Margaret Edson’s play, Wit is an incredibly moving and yet funny play. In the opening scene, we are introduced to Dr. Vivian Bearing. She is an English professor specializing in the works of John Donne, and she is diagnosed with stage four ovarian cancer. Vivian tells the audience, “There is no stage five” (Edson 12). Vivian knows from the first moments of the play that she is going to die. In fact, she tells the audience as much within the first few pages: “It is not my intention to give away the plot; but I think I die at the end” (Edson 6). I think it is the intimacy with the audience that allows the play to be both moving and funny. Vivian speaks to the audience throughout the play, which tells the story of her diagnosis, treatment, and ultimate death. We learn that she was dedicated to her work, to the point of rejecting personal relationships. While Vivian is extremely intelligent, and knows it, she is ultimately without power in the face of cancer. Near the end of the play, once she has become very sick, Vivian finally has a visitor. Her former English professor comes to see Vivian and reads her a children’s story, rather than John Donne. I think the choice of The Runaway Bunny as opposed to a poem by John Donne shows how much Vivian has changed as a result of her experience with cancer.

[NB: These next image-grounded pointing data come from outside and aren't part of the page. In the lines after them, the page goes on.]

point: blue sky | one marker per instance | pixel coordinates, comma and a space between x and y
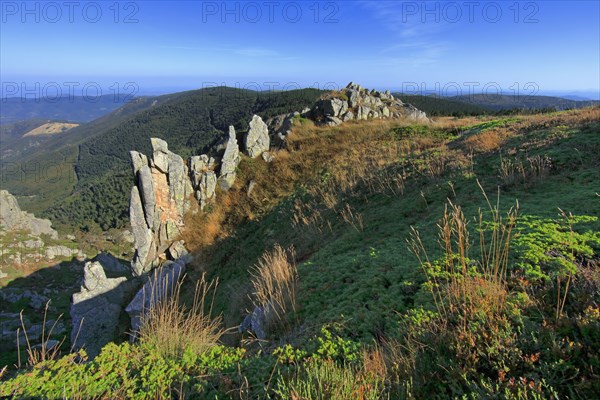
444, 47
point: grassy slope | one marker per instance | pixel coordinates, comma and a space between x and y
356, 269
367, 276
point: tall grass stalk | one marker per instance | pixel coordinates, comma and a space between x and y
274, 282
173, 328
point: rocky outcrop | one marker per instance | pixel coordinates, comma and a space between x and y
95, 310
204, 179
257, 139
160, 284
229, 161
357, 103
12, 218
158, 203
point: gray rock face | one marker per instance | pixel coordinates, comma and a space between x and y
257, 138
145, 247
13, 218
147, 196
158, 203
363, 104
137, 161
95, 309
204, 179
180, 187
206, 189
160, 156
334, 107
162, 282
229, 162
110, 263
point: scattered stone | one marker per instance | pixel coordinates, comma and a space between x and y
110, 263
268, 157
251, 187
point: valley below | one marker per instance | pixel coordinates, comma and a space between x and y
226, 243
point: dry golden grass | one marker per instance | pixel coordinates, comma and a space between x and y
485, 141
333, 160
173, 329
461, 291
330, 159
274, 283
44, 352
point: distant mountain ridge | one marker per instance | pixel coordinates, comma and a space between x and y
71, 109
90, 177
507, 102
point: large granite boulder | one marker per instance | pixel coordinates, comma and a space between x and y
257, 139
204, 179
161, 283
159, 201
229, 161
95, 310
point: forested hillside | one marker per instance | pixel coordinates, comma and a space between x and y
190, 122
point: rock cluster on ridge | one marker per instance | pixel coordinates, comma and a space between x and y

The form of drama allows the audience to become immediately connected, and invested, in the character of Vivian. Within a couple of hours (and with the help of flashbacks), the audience is able to experience all of the following: her insecurities as a college student, her frustration as a professor, her diagnosis, her treatment, and her death. It isn’t just a description of these events; the audience actually sees the events take place. Throughout the play, Vivian offers her own commentary on the past and present. The use of drama as opposed to a novel or other form supports the intimate nature of this play. It allows Vivian to become well-rounded human being, rather than being defined only as a victim of cancer. Additionally, the use of drama also allows the audience to experience the intense, fast paced nature of the final scene. Vivian’s death is powerful and gripping. It is a raw and emotional experience for the audience after learning so much about her over the course of the play. I don’t believe any other writing form could capture this intensity in quite the same way.
Edson, Margaret. Wit. New York: Dramatists Play Service, 1999. Print.